Duration: 13 minutes

Written for: Chelsea Lane

Premiere: ArtPrize 2025, Grand Rapids, MI

Note:

“Beware of false prophets, which come to you in sheep's clothing, but inwardly they are ravening wolves.”

A biblical warning from Matthew 7:15, which opens the film The Night of the Hunter, resonates as deeply today as it did in 1955, when the film arrived in theaters at the end of the McCarthy era. Based on a true story, The Night of the Hunter follows a serial killer who poses as a charismatic preacher in order to win the trust of his victims.

This piece for solo harp is written in three short movements, each loosely inspired by the film. The first, a moto perpetuo subtitled “Right Hand, Left Hand,” imagines an endless tussle between good and evil, the two sides of human nature. The second movement, “Hangman’s Lullaby,” is a lullaby in hypnotic, unstable triple meter, winding into a nightmarish fugue before giving way to an unsettlingly bright children’s song. The last movement, “Wolf,” in rondo form, spins a psalm-like melody that floats above gathering storm clouds.

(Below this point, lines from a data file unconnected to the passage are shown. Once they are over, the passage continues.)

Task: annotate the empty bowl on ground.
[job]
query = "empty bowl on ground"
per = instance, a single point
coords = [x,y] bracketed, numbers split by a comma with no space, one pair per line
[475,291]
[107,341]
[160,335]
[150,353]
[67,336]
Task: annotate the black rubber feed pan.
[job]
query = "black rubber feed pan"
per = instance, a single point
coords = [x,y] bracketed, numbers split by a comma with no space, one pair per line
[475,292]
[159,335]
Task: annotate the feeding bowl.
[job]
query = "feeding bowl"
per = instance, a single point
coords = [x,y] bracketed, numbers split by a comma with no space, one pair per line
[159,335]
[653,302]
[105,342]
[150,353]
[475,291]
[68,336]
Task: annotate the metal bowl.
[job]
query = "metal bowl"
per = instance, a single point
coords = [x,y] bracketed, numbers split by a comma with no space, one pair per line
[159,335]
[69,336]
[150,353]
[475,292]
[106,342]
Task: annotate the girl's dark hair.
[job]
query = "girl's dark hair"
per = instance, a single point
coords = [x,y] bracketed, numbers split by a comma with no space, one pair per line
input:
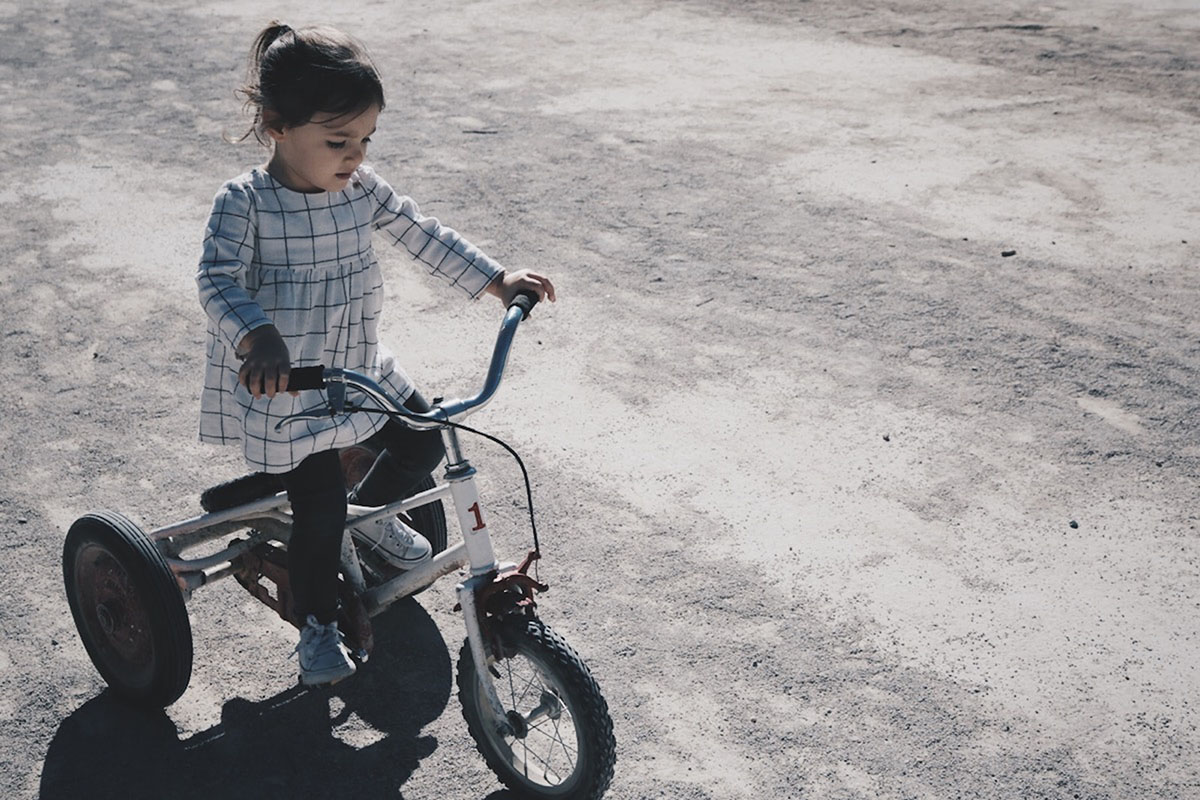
[299,73]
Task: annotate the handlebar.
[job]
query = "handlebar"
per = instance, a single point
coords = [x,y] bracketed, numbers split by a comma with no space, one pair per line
[336,380]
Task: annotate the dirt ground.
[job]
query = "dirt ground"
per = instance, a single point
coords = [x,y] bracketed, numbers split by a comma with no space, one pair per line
[864,433]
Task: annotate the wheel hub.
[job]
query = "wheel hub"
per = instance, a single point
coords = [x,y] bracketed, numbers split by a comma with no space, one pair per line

I’m always fascinated by the double-edged nature of storytelling. Stories allow us to grapple with difficult subjects via a secret side door in our consciousness; to fantasize, to escape. But it also allows us to warp the truth, to be seduced by an alternate version of reality. A good storyteller with a hidden agenda is dangerous: a wolf in sheep’s clothing.

This composer, on the other hand, has no intentions of leading the listener astray—though I suppose that's exactly what a wolf would say.